1st trimester


Ultrasound diagnosis
(11+0 – 13+6 week of pregnancy)


The examination done as part of the first trimester screening includes several components:


Early exclusion of abnormalities

As early as the 1st trimester, many serious abnormalities – particularly concerning the head and brain, the arms and legs, gaps in the abdominal wall and spine, defects of the diaphragm and bladder – can be detected or largely ruled out (early obstetric ultrasound). Furthermore, some of the serious heart defects can be detected by an early heart ultrasound (early fetal echocardiography). In this way risk situations can be detected at an early stage and an optimal management process introduced.


First trimester screening
(nuchal fold scan, nuchal translucency scan, NT screening):

The term NT (nuchal translucency) describes a collection of fluid under the skin between the skin and soft tissue at the back of the baby’s neck. By measuring the NT between the 11+0 and 13+6 week of pregnancy or CRL of 45-84 mm), it should be possible to judge whether there is a statistically increased risk of a child with trisomy 21 (Down’s syndrome), trisomy 18 (Edwards’ syndrome) or trisomy 13 (Patau’s syndrome). If, in all cases with an NT above the 95th percentile, a chromosomal analysis is carried out, around 75 % of pregnancies with a trisomy are detected. A differential risk analysis taking age and previous history into account can increase the detection rate to over 80 %. Combined with two biochemical laboratory values (PAPP-A and free ß-hCG) in the maternal blood, the detection rate is increased another 10 % to 90 %.


Should this result in an increased risk, then we will talk to you and discuss whether and in what form a further direct and possibly invasive diagnosis should be carried out.
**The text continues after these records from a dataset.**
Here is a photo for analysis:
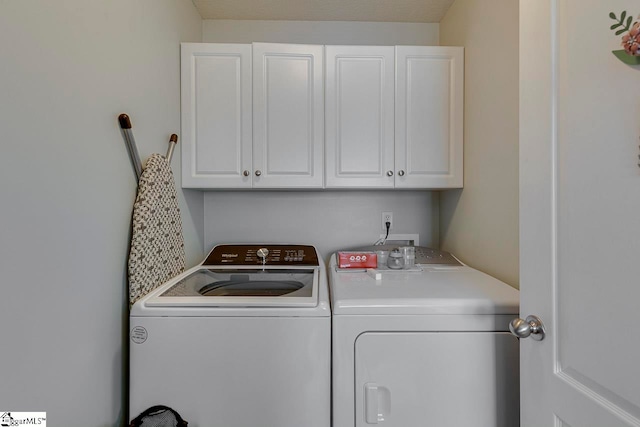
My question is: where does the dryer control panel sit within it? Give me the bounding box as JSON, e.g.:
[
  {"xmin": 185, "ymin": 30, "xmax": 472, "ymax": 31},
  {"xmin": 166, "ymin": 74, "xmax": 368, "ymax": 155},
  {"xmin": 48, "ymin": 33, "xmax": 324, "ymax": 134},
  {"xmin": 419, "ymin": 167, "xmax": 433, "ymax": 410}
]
[{"xmin": 202, "ymin": 244, "xmax": 320, "ymax": 266}]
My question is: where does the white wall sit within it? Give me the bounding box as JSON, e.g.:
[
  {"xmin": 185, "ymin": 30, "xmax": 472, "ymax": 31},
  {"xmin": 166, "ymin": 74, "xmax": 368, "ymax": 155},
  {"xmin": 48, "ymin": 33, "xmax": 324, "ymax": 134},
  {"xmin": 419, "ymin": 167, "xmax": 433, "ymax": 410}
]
[
  {"xmin": 204, "ymin": 191, "xmax": 438, "ymax": 258},
  {"xmin": 202, "ymin": 19, "xmax": 438, "ymax": 45},
  {"xmin": 440, "ymin": 0, "xmax": 519, "ymax": 287},
  {"xmin": 0, "ymin": 0, "xmax": 203, "ymax": 426},
  {"xmin": 203, "ymin": 20, "xmax": 439, "ymax": 256}
]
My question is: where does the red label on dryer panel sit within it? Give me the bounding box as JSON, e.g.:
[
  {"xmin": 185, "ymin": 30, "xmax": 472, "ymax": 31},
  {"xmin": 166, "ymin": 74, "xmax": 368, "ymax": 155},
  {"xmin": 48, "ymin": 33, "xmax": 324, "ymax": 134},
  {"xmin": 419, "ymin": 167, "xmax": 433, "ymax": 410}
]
[{"xmin": 338, "ymin": 252, "xmax": 378, "ymax": 268}]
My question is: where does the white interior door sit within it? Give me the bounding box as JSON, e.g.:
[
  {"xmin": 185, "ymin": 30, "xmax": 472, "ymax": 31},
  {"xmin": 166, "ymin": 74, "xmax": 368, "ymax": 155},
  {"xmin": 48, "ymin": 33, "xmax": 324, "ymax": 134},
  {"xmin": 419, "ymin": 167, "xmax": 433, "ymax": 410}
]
[{"xmin": 520, "ymin": 0, "xmax": 640, "ymax": 427}]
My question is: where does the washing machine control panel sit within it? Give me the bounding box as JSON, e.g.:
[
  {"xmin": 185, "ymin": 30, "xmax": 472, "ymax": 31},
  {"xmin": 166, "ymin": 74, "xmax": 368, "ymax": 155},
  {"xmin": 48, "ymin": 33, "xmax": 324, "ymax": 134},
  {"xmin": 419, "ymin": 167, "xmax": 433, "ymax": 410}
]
[{"xmin": 203, "ymin": 244, "xmax": 320, "ymax": 266}]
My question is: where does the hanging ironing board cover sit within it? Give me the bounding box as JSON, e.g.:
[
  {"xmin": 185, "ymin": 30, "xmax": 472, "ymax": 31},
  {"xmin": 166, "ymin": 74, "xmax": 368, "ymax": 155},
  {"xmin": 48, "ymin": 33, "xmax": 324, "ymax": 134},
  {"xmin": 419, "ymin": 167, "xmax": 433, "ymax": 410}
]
[{"xmin": 128, "ymin": 154, "xmax": 185, "ymax": 305}]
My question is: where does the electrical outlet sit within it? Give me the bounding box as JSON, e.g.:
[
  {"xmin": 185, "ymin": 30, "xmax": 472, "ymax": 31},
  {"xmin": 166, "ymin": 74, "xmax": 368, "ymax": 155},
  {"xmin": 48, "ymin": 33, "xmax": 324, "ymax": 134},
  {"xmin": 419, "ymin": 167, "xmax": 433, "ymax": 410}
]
[{"xmin": 382, "ymin": 212, "xmax": 393, "ymax": 233}]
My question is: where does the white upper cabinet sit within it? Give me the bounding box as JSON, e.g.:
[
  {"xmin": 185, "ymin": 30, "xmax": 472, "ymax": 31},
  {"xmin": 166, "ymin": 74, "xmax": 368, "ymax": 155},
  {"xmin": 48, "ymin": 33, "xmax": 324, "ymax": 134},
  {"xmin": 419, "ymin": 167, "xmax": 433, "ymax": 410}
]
[
  {"xmin": 325, "ymin": 46, "xmax": 394, "ymax": 188},
  {"xmin": 180, "ymin": 43, "xmax": 252, "ymax": 188},
  {"xmin": 395, "ymin": 46, "xmax": 464, "ymax": 188},
  {"xmin": 253, "ymin": 43, "xmax": 324, "ymax": 188},
  {"xmin": 181, "ymin": 43, "xmax": 324, "ymax": 188},
  {"xmin": 181, "ymin": 43, "xmax": 464, "ymax": 189}
]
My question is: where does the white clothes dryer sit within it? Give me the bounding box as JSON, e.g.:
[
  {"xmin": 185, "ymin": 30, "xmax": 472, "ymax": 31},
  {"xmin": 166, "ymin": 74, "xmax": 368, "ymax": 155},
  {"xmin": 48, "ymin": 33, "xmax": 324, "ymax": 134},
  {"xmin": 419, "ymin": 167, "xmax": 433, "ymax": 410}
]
[
  {"xmin": 129, "ymin": 244, "xmax": 331, "ymax": 427},
  {"xmin": 329, "ymin": 248, "xmax": 519, "ymax": 427}
]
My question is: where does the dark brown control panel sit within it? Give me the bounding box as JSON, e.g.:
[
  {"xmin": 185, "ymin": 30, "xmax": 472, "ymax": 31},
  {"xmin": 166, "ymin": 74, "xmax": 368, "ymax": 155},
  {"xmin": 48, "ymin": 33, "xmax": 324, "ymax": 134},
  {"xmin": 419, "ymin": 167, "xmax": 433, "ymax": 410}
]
[{"xmin": 203, "ymin": 244, "xmax": 320, "ymax": 266}]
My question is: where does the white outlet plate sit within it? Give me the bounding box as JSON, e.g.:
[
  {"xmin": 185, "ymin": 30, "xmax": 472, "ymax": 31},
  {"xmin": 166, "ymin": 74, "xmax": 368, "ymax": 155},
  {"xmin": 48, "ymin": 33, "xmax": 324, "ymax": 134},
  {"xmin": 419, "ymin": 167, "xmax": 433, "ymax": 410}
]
[{"xmin": 382, "ymin": 212, "xmax": 393, "ymax": 232}]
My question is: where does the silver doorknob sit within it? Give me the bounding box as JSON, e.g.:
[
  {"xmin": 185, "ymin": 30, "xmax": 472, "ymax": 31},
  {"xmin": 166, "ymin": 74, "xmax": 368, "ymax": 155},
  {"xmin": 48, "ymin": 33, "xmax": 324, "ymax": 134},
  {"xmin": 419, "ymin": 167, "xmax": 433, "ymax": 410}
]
[{"xmin": 509, "ymin": 315, "xmax": 544, "ymax": 341}]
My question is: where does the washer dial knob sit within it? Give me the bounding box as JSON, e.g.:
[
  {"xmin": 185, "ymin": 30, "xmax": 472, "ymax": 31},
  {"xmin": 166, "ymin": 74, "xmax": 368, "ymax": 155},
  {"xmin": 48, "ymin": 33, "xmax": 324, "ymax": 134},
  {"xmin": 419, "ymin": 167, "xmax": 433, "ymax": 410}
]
[{"xmin": 256, "ymin": 248, "xmax": 269, "ymax": 264}]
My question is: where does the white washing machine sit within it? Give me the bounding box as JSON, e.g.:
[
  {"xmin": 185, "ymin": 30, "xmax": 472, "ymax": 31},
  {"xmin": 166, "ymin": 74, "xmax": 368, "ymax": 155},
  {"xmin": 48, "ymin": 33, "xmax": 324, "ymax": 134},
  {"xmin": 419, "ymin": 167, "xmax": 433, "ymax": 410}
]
[
  {"xmin": 329, "ymin": 248, "xmax": 519, "ymax": 427},
  {"xmin": 129, "ymin": 244, "xmax": 331, "ymax": 427}
]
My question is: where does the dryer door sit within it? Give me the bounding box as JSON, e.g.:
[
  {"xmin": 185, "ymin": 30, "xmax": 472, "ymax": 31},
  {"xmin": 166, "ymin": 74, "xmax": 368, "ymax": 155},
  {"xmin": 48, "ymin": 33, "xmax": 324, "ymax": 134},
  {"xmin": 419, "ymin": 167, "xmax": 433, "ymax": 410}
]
[{"xmin": 355, "ymin": 332, "xmax": 519, "ymax": 427}]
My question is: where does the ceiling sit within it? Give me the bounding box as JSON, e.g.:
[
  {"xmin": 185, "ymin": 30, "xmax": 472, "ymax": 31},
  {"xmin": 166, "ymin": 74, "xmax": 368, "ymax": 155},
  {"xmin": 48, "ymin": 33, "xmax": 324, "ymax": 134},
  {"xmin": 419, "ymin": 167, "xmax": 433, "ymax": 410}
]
[{"xmin": 192, "ymin": 0, "xmax": 454, "ymax": 23}]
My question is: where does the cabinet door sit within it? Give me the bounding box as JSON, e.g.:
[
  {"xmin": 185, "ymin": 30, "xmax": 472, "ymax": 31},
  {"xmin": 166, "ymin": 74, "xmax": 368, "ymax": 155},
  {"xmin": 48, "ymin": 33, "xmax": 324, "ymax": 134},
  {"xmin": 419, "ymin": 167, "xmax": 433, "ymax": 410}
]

In this consultation situation, we always pay attention to your individual expectations and wishes.


An enlarged NT can also be found more often than not, however, in babies with a heart defect and a number of other disorders described in literature (e.g. skeletal abnormalities and metabolic defects), so that in case of normal chromosomal analysis, an early organ diagnosis (organ ultrasound) and a detailed examination of the heart (fetal echocardiography) can be arranged.


Studies have shown that, as part of the first trimester screening with a later examination with blood analysis in approx. the 11th week of pregnancy and an ultrasound scan in approx. the 13th week of pregnancy, compared to simultaneously analysing these components (so-called Oscar, one stop clinical assessment of risk), the highest rate of detection can be achieved with ultrasound screening for chromosome anomalies, particularly Down’s syndrome. Furthermore, it is thereby possible to incorporate the so-called second step parameters from advanced screening according to the FMF guidelines (nasal bone, ductus venosus, tricuspid valve flow) in the risk analysis. This is useful if, after the first risk analysis, no assignment to the high-risk or low-risk group is possible, but instead there is a so-called intermediate risk (T21 risk between 1:50 and 1:1000).


The software licence required for the risk analysis is only made available to examiners who have been certified by the Fetal Medicine Foundation, London. Using the risk profile determined by these means, it is possible to customise the decision regarding further diagnostic measures (e.g. organ ultrasound, chorionic villus sampling, amniocentesis). We therefore offer all patients this version of first trimester screening. The overall result can be discussed with the patient immediately after the ultrasound scan.


Naturally these enhanced diagnostic measures can also be carried out by us after an examination carried out elsewhere showing an intermediate risk result.


The test available since 2012 for trisomy 21, 13 and 18 (NIPT) from the mother’s blood cannot replace the first trimester screening, as it is unable to make a statement about other chromosomal defects, genetic disorders or fetal malformations. In certain situations it can be useful as a complement to the first trimester screening. We can advise you about this as part of the ultrasound scan. Before the test can be carried out, a consultation from a specialist for human genetics is also necessary.


Risk of preeclampsia
Preeclampsia and placenta under-function are other risk situations that are estimated at our practice as part of the first trimester screening. In case of increased risk, preventive / therapeutic intervention is possible here and appropriate monitoring of the pregnancy can help to improve the course of pregnancy.